Chronic neck pain is a highly prevalent condition, affecting 10% to 24% of the general population. Transcutaneous electrical nerve stimulation (TENS) is the noninvasive, transcutaneous use of electrical stimulation to produce analgesia. It is a simple, low-cost and safe intervention used in clinical practice as an adjunct treatment for painful musculoskeletal conditions that have a considerable impact on daily activities, such as chronic neck pain. This review is a split from a Cochrane Review on electrotherapy for neck pain, published in 2013, and focuses specifically on TENS for chronic neck pain.
To evaluate the effectiveness of transcutaneous electrical nerve stimulation (TENS) (alone or in association with other interventions) compared with sham and other clinical interventions for the treatment of chronic neck pain.
We searched Cochrane Back and Neck Trials Register, CENTRAL, MEDLINE, Embase, five other databases and two trials registers to 9 November 2018. We also screened the reference lists of relevant studies to identify additional trials. There were no language, source, or publication date restrictions.
We included randomised controlled trials (RCTs) involving adults (≥ 18 years of age) with chronic neck pain (lasting > 12 weeks) that compared TENS alone or in combination with other treatments versus active or inactive treatments. The primary outcomes were pain, disability and adverse events.

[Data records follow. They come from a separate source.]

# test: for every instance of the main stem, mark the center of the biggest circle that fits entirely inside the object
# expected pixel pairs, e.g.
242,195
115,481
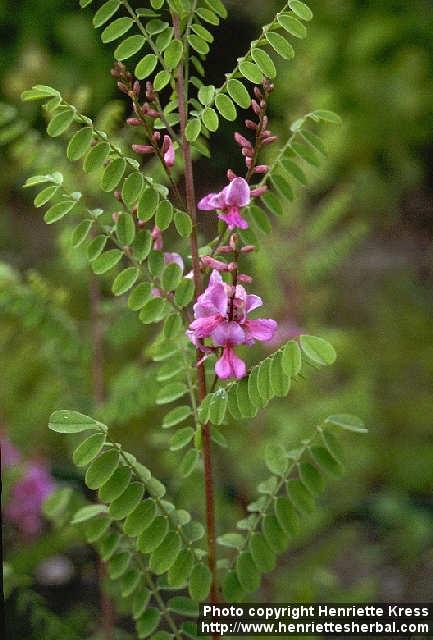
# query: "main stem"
201,378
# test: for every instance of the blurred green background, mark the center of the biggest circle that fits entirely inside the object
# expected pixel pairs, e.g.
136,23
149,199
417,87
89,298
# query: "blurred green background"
352,263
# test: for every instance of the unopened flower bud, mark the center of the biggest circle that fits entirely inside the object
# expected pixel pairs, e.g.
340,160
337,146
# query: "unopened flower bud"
259,191
211,263
143,148
255,107
241,140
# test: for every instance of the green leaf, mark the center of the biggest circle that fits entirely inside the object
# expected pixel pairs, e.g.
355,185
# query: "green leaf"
140,519
102,469
61,121
125,229
171,392
132,188
153,535
96,247
173,54
271,201
264,62
300,497
286,515
327,116
81,232
88,449
106,261
125,280
181,569
58,211
96,157
127,502
211,119
164,215
73,422
179,414
94,529
199,582
79,143
193,129
116,29
181,438
148,622
326,461
347,422
45,196
146,66
128,47
246,571
105,12
231,540
198,44
311,478
318,350
262,555
280,45
183,606
301,9
148,203
113,174
232,589
238,93
188,463
218,406
251,72
226,107
116,485
154,311
276,459
280,381
108,545
139,296
171,277
88,512
292,25
118,565
291,359
140,602
183,224
275,536
165,555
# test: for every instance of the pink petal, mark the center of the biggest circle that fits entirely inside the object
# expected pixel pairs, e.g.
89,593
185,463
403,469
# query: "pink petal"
228,333
262,330
234,219
230,365
253,302
238,193
203,327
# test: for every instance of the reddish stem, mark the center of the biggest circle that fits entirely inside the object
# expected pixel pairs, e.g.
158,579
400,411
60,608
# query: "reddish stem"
201,378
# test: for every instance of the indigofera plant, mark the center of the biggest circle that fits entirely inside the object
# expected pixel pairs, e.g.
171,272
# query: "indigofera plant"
152,240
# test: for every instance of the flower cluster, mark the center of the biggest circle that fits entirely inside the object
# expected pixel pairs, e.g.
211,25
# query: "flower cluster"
221,315
144,116
24,505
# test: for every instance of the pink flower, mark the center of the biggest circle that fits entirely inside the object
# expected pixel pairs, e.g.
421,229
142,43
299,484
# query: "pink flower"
24,508
221,314
168,151
229,201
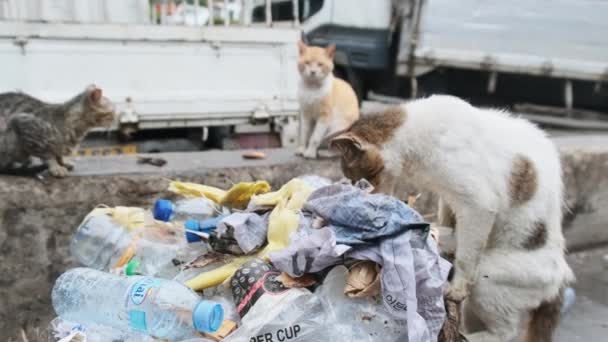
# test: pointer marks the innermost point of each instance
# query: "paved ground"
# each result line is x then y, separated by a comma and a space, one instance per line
588, 319
180, 162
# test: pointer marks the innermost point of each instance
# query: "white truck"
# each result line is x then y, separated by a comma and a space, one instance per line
169, 66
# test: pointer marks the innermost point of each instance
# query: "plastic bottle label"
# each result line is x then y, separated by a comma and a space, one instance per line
137, 320
140, 290
137, 295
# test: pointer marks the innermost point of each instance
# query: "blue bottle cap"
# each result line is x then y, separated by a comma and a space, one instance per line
210, 224
192, 225
207, 316
163, 209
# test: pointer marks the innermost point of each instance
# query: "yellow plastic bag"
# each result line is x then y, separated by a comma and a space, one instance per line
283, 220
236, 197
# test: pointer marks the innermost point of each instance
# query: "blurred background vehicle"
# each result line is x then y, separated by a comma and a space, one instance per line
189, 75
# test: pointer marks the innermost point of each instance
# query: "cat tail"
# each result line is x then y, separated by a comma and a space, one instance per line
544, 319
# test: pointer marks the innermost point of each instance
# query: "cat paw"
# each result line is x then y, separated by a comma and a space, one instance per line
457, 290
58, 171
310, 154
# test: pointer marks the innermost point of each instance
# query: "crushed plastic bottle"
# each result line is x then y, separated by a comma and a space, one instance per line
101, 243
198, 208
356, 319
157, 307
315, 181
61, 330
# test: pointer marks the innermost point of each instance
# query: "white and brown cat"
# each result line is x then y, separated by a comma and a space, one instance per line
500, 182
327, 103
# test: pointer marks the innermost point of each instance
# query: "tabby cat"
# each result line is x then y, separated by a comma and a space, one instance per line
33, 128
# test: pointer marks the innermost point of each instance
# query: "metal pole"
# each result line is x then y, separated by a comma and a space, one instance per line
492, 82
211, 14
268, 13
197, 8
568, 95
296, 13
163, 12
226, 14
246, 12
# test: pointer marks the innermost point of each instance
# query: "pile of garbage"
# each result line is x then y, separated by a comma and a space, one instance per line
312, 261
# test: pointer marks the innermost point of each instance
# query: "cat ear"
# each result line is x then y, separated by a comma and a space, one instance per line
331, 50
346, 142
302, 47
95, 95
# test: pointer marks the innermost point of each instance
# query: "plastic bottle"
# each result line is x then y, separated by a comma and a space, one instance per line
103, 244
161, 308
198, 208
62, 330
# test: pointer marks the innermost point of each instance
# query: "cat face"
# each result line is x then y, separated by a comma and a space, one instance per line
315, 63
97, 109
360, 146
359, 160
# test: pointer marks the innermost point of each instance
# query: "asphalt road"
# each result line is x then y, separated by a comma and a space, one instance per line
588, 319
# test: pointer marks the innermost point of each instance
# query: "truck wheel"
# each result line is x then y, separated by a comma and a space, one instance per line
215, 139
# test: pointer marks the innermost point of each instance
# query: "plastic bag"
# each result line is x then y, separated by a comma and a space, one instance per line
356, 319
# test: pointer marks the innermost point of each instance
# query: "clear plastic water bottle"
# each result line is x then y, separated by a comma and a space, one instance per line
182, 210
100, 243
103, 244
157, 307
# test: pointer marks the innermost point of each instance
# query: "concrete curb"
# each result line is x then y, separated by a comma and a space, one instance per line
38, 218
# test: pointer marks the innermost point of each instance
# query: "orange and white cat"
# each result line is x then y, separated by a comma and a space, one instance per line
327, 103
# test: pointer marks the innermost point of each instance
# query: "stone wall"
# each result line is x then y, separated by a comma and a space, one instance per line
37, 217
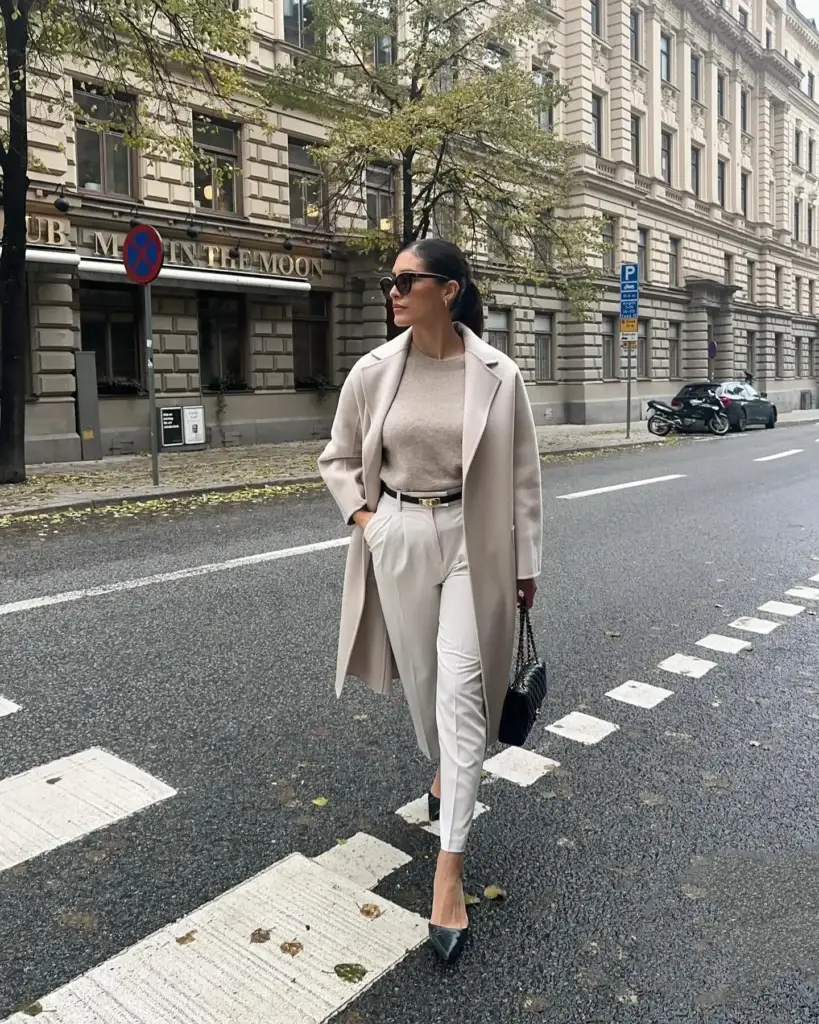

Two independent review authors selected the trials, extracted data and assessed the risk of bias of included studies. A third review author was consulted in case of disagreements. We used the Cochrane 'Risk of bias' tool (adapted by Cochrane Back and Neck), to assess the risk of bias of individual trials and GRADE to assess the certainty of evidence. We used risk ratios (RRs) to measure treatment effects for dichotomous outcomes, and mean differences (MDs) for continuous outcomes, with their respective 95% confidence intervals (CIs).
We included seven RCTs with a total of 651 participants, mean age 31.7 to 55.5 years, conducted in three different countries (Turkey, Jordan and China). The length of follow-up ranged from one week to six months. Most RCTs used continuous TENS, with a frequency of 60 Hz to 100 Hz, pulse width of 40 μs to 250 μs and tolerable intensity, described as a tingling sensation without contraction, in daily sessions lasting 20 to 60 minutes. Due to heterogeneity in interventions and outcomes, we did not pool individual study data into meta-analyses. Overall, we judged most studies as being at low risk for selection bias and high risk for performance and detection bias.
Based on the GRADE approach, there was very low-certainty evidence from two trials about the effects of conventional TENS when compared to sham TENS at short-term (up to 3 months after treatment) follow-up, on pain (assessed by the Visual Analogue Scale (VAS)) (MD -0.10, 95% CI -0.97 to 0.77) and the percentage of participants presenting improvement of pain (RR 1.57, 95% CI 0.84 to 2.92). None of the included studies reported on disability or adverse events.